Ground bay leaf - why not?
- rworange Sep 14, 2007 01:56 PM
I bought a 59 cent package of laurel molido or ground bay leaf in the Mexican spice section of a market.
This seems like such a good idea. No fishing those bay leaves out of dishes. The conversion is 1/8 to 1/4 tsp. ground bay leaf = 1 whole bay leaf.
Seems to be mainly used for rubs or in Indian recipes. The ground version allows for bay leaf in dishes where the whole wouldn't work. It gives warmth to a salad when sprinkled on tomatoes. The Chow ingrediant page suggests adding a pinch to a bloody mary.

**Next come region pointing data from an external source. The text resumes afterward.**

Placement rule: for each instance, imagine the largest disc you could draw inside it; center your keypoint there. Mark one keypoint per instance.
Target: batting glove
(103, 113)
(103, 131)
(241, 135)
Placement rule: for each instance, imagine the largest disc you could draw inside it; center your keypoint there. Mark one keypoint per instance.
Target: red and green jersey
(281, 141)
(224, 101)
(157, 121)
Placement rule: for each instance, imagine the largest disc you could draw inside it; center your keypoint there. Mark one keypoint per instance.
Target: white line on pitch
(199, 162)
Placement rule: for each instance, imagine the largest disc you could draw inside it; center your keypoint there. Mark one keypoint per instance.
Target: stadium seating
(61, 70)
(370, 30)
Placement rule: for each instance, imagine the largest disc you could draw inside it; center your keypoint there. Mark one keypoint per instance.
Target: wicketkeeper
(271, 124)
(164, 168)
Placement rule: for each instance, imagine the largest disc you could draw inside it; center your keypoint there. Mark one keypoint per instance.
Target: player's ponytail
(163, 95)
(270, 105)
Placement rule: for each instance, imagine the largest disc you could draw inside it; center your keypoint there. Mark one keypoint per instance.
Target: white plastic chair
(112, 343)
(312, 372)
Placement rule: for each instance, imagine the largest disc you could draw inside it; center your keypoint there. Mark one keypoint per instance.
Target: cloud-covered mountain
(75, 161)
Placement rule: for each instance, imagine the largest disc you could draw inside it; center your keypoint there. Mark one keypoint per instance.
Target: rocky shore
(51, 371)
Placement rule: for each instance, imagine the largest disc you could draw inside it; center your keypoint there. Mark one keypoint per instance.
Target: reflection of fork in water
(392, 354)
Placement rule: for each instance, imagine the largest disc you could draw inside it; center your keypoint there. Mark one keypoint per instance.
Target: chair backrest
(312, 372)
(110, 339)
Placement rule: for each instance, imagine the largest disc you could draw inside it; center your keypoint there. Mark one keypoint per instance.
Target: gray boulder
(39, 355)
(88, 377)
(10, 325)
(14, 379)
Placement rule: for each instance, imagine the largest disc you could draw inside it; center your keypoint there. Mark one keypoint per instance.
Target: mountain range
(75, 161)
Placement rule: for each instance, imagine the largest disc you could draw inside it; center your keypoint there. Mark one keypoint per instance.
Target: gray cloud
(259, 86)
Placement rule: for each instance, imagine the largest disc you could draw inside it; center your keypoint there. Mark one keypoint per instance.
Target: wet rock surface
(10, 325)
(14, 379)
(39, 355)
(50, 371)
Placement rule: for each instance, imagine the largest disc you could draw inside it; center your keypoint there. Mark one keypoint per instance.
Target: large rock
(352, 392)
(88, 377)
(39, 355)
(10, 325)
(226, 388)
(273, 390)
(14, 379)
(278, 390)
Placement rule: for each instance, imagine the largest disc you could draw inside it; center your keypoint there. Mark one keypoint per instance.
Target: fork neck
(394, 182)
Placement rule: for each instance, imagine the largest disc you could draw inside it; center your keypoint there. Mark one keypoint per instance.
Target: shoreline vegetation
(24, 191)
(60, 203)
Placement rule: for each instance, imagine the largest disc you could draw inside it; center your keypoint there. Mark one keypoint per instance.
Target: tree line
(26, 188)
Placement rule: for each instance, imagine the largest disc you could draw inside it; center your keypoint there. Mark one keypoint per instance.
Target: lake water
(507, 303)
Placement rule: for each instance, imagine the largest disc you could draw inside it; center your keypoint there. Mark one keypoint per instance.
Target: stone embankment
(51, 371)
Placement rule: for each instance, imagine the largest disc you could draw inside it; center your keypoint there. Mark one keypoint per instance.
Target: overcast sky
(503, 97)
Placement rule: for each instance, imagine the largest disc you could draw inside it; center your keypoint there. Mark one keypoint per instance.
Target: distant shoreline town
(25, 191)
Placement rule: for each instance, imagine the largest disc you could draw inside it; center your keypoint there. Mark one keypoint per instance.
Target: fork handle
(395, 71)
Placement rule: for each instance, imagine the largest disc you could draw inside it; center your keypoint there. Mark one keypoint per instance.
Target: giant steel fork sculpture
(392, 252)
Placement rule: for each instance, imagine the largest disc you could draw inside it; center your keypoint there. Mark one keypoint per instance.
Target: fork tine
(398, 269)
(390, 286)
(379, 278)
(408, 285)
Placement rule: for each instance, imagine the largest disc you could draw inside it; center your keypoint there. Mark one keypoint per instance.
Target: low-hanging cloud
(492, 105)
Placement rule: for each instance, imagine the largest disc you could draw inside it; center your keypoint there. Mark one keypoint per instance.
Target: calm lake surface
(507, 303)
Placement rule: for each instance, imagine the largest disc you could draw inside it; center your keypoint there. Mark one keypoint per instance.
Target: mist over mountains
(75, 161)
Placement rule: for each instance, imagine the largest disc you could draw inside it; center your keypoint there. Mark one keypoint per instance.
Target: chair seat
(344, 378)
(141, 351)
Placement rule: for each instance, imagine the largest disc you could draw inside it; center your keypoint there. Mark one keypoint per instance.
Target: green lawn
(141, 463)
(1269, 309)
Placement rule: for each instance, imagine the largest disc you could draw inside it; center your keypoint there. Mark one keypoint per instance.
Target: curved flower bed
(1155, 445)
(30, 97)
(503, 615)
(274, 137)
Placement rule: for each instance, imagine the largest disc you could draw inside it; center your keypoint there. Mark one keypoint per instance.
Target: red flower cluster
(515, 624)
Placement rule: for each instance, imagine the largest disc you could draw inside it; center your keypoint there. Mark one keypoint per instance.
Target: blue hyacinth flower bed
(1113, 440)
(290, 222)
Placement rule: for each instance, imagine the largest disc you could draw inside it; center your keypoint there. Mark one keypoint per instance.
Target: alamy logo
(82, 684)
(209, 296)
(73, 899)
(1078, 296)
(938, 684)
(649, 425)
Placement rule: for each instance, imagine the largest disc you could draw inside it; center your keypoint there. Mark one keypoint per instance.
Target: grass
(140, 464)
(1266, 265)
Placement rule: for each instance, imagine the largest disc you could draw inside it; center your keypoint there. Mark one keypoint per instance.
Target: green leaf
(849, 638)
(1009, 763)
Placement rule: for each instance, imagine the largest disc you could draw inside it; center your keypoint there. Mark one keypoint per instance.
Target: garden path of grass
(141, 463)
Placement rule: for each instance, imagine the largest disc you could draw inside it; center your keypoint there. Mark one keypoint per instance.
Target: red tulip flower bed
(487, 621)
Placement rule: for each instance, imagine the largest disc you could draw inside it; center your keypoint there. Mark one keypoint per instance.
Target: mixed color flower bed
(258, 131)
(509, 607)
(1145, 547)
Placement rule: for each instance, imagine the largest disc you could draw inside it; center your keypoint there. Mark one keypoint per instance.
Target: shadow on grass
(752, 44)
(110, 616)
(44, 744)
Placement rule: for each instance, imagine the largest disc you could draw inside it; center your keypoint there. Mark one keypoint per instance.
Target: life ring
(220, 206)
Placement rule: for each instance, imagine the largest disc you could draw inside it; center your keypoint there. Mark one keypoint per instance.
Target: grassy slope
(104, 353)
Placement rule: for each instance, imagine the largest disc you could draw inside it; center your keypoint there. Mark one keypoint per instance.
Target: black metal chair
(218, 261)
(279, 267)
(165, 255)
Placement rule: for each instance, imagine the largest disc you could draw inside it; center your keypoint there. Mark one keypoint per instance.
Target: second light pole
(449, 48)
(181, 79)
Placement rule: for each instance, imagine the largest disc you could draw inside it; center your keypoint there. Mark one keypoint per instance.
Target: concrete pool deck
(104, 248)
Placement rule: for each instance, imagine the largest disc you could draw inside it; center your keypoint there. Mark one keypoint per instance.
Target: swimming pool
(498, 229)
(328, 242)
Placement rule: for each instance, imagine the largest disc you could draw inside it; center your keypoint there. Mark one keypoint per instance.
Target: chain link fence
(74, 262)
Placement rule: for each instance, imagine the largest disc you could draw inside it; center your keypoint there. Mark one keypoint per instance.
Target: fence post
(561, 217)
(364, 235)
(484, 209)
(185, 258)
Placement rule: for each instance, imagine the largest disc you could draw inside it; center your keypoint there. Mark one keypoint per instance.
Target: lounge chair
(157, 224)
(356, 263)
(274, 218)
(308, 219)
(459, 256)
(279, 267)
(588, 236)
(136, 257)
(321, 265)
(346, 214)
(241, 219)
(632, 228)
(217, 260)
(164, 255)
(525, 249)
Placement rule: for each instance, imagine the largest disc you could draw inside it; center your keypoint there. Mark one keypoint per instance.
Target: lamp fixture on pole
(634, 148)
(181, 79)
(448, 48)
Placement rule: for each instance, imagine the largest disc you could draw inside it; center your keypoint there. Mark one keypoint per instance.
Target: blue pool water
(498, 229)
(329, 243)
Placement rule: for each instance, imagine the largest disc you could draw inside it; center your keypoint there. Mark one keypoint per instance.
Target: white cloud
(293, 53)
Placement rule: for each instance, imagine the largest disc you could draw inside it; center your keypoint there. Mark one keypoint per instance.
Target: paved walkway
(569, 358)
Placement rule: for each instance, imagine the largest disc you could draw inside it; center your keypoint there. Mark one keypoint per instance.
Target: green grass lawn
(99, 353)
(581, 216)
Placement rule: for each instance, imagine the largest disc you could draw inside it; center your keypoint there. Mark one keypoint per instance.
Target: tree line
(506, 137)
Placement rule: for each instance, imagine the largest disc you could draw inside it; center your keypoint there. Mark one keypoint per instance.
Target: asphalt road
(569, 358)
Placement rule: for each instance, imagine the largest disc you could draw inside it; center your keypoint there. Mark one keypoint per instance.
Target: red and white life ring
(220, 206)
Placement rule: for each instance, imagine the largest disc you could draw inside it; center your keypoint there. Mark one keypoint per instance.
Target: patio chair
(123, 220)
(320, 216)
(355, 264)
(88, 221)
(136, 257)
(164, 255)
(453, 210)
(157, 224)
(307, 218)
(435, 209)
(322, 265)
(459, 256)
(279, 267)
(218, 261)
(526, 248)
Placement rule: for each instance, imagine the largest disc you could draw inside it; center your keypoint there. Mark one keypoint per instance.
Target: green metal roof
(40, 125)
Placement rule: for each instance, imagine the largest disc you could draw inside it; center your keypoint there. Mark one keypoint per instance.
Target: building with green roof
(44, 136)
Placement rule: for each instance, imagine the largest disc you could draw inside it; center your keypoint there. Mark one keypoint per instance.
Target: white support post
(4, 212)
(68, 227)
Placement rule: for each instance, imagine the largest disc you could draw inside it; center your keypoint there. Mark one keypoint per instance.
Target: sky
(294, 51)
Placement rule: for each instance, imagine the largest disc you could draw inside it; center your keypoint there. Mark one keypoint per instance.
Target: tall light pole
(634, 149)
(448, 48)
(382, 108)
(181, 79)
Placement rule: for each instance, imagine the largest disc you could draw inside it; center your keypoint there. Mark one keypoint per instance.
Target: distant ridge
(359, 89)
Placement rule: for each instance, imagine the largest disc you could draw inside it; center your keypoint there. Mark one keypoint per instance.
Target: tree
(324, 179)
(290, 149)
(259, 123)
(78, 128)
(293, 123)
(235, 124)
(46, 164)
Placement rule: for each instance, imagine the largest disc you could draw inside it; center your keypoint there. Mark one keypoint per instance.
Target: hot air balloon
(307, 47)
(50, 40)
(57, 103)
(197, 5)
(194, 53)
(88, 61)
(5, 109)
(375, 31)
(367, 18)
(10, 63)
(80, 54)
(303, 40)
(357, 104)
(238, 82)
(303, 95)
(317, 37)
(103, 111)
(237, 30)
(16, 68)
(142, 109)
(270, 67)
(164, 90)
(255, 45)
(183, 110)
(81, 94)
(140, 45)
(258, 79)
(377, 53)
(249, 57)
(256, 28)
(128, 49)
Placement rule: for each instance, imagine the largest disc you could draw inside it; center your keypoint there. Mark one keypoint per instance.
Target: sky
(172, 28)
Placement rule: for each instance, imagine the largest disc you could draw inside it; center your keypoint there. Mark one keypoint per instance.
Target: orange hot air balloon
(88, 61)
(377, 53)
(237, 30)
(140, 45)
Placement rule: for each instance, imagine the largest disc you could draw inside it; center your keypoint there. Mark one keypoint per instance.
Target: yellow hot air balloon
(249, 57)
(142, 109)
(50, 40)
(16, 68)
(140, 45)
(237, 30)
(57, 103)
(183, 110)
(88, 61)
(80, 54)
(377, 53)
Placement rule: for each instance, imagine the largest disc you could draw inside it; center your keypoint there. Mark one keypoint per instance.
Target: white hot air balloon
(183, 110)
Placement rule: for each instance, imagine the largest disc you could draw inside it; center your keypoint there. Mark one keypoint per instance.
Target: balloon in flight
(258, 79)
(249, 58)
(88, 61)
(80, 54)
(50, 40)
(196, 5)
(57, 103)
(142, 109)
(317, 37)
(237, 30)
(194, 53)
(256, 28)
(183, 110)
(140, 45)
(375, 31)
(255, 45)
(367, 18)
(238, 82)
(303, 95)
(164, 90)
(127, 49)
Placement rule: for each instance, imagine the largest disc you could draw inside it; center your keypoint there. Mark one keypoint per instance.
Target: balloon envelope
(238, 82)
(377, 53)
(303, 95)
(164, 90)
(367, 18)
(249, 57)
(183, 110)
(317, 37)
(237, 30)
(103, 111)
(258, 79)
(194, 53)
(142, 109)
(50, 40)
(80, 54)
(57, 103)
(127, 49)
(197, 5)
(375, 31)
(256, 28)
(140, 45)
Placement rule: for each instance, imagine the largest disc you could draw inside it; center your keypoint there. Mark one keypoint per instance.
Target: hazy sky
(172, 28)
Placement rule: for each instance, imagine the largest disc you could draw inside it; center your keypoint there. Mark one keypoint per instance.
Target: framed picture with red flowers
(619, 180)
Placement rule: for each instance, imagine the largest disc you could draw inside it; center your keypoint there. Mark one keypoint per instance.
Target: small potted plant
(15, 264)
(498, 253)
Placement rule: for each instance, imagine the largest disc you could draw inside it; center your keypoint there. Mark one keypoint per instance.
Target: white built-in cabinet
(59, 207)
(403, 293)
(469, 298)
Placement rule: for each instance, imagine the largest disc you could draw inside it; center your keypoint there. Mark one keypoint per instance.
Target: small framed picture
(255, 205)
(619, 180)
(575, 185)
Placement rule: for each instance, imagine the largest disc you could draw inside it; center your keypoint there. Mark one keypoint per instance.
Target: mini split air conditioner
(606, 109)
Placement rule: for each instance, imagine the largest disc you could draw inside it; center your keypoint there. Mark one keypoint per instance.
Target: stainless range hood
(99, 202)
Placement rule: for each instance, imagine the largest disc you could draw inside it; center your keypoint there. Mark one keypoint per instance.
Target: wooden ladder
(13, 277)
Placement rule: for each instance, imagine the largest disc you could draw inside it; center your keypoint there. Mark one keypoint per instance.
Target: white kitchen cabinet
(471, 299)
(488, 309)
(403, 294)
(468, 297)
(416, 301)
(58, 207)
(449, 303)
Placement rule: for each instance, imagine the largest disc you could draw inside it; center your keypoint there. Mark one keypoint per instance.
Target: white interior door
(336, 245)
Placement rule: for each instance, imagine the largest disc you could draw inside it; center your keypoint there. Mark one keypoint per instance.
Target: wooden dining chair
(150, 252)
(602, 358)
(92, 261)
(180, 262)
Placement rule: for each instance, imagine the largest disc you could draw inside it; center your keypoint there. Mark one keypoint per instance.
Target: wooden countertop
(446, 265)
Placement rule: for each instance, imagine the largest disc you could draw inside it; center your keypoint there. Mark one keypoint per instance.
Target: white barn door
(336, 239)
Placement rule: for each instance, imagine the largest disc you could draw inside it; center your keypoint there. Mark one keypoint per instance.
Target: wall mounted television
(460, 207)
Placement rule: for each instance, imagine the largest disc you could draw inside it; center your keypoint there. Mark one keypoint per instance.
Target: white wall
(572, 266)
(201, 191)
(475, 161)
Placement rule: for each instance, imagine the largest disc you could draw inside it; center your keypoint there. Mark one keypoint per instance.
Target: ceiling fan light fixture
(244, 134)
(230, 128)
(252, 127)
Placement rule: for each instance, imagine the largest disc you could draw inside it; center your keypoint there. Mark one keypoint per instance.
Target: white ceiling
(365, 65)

There were a few odd recipes out there like the one for cicadas. A less unusual recipe
Does anyone use ground rather than whole leaves. Any different uses or do you just substitute in any recipe that calls for bay leaves?
The only down side seems to be to use sparingly because too much can be bitter.
The leaves do not break down too easily and can get stuck in your teeth. It has a very strong flavor and can smarten up a sauce or make it bold. The thing about ground Bay leaf is that you can not take it away if too much is added. A whole bay leaf can be omitted when the sauce/ stew is just right.
I've been using it for a few years, but as you mention too much can be bitter, and as chefbuck says you can't take it out if you add too much. I have found that it is much stronger in powdered form and I use literally a tiny pinch at a time, and then taste it in a while and maybe add just a tiny bit more if needed. That said, I find it much more effective than whole leaf, which some times doesn't seem to add enough bay flavor, and you can use it in uncooked recipes like the salad and Bloody Mary you mention. It will add in a whole new range of foods you can use bay in.